Atualmente a Fundep, ligada à UFMG, Universidade Federal de Minas Gerais, recebeu o maior volume de recursos para três programas: Ferramentarias Brasileiras Mais Competitivas, com R$ 226 milhões captados, Biocombustíveis, Propulsão e Segurança Veicular, com R$ 266 milhões, e Conectividade Veicular, com R$ 43 milhões.
Segundo Tripodi Neto captou mais quem “entendeu melhor as dores da indústria” e propôs soluções práticas, porque são as empresas que escolhem para onde direcionar o dinheiro do ex-tarifário: “É preciso entender que estes recursos vêm das empresas e precisam voltar para elas na forma de produtos e serviços que serão usados pela sociedade, não se trata só de financiar a pesquisa particular de um bolsista”.
Recursos devem ser aumentados
O especialista da Pieracciani avaliou que o programa foi bom até agora, “mas foi um período de aprendizagem e poderia ter sido bem melhor, pois apenas 85 empresas em um universo de mais de trezentas utilizaram os recursos do Rota 2030 para estimular P&D no País”.
A boa notícia, segundo ele, é que as informações até o momento apontam para aumentar o valor dos recursos disponíveis para financiar P&D na indústria automotiva: “As minutas que vi até agora da próxima fase do programa indicam não só a manutenção dos projetos como a elevação de recursos para eles”.
Para atrair mais participantes Tripodi Neto sugeriu que a nova fase do Mobilidade Verde e Inovação crie algumas ferramentas de saída, porque atualmente quem se habilita ao programa precisa obrigatoriamente levar o projeto até o fim: “Isto gera insegurança e afasta empresas, pois existem alguns projetos que as montadoras encomendam aos fornecedores e depois desistem, aí o fornecedor não tem mais como levar adiante”.
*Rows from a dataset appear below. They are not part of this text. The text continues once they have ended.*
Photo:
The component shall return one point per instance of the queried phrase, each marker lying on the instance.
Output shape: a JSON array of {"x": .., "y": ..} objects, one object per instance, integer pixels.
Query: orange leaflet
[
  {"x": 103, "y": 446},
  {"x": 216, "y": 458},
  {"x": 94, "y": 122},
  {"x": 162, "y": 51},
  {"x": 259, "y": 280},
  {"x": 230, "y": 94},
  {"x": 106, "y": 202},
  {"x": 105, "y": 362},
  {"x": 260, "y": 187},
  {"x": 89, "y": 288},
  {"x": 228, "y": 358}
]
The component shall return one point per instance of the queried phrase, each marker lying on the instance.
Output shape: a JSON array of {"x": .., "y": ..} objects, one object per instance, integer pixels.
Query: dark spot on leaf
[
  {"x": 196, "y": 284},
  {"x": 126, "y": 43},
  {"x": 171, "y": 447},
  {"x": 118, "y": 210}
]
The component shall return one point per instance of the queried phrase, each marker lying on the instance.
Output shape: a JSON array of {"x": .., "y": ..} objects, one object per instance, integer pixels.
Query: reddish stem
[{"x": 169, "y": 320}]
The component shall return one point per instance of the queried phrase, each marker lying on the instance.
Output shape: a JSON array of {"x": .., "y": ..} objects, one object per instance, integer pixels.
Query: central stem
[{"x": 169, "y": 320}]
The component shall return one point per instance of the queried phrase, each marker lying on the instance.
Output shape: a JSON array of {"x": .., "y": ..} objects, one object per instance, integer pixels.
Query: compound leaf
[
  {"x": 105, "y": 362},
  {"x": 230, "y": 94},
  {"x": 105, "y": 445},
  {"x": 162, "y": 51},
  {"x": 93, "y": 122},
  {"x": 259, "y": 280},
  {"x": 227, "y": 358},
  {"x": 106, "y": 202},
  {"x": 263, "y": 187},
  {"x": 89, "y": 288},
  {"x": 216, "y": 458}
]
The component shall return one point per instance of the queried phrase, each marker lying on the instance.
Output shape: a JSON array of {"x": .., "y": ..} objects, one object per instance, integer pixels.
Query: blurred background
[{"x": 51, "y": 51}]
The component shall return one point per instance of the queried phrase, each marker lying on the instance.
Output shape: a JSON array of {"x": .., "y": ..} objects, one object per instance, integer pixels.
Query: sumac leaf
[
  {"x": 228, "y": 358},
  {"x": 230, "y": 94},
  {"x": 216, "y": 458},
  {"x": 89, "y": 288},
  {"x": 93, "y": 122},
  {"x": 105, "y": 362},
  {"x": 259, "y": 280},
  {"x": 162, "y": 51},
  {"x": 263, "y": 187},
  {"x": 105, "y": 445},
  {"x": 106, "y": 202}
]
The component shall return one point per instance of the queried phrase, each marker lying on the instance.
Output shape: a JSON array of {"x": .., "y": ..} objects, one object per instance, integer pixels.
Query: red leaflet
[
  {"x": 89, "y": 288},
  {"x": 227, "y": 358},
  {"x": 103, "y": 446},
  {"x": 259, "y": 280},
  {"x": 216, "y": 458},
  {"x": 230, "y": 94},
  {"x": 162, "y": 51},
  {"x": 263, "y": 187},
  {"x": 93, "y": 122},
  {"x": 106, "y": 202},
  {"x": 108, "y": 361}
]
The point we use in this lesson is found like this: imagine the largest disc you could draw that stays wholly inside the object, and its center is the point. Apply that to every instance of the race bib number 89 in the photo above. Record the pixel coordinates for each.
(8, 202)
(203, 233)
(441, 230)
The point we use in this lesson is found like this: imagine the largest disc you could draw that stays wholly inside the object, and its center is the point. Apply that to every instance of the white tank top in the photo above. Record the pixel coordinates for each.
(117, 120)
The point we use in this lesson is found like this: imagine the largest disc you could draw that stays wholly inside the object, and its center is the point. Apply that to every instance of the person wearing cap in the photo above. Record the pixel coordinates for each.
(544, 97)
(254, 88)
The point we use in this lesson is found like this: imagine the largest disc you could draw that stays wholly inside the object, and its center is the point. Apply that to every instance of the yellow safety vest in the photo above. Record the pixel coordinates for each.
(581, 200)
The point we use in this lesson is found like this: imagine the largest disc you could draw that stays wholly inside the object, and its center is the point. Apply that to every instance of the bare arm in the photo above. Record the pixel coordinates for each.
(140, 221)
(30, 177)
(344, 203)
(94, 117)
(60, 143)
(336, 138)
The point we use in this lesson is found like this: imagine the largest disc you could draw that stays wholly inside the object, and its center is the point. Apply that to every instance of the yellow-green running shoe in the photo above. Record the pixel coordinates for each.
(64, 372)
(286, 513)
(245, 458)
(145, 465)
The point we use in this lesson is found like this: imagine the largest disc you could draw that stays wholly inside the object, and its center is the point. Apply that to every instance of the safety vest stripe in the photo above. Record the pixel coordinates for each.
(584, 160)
O consultor avalia que foi adequada a mudança de nome do programa de Rota 2030 para Mobilidade Verde e Inovação, proposta pelo MDIC, Ministério do Desenvolvimento, Indústria e Comércio pois “assim fica mais abrangente e alinhado com a tendência mundial de descarbonizar a mobilidade.”
Mas seja qual for o nome, ele ponderou, o importante é manter em alta o estímulo e o interesse por P&D no setor. Na Pieracciani, que tem as maiores receitas originadas nos 27 clientes da indústria automotiva – duas montadoras, Caoa e Renault, e 25 grandes fornecedores de componentes como Mahle, Eaton e Denso –, tem sido elevado o apetite por recursos existentes para inovar: “Não falta trabalho”, disse Tripodi Neto.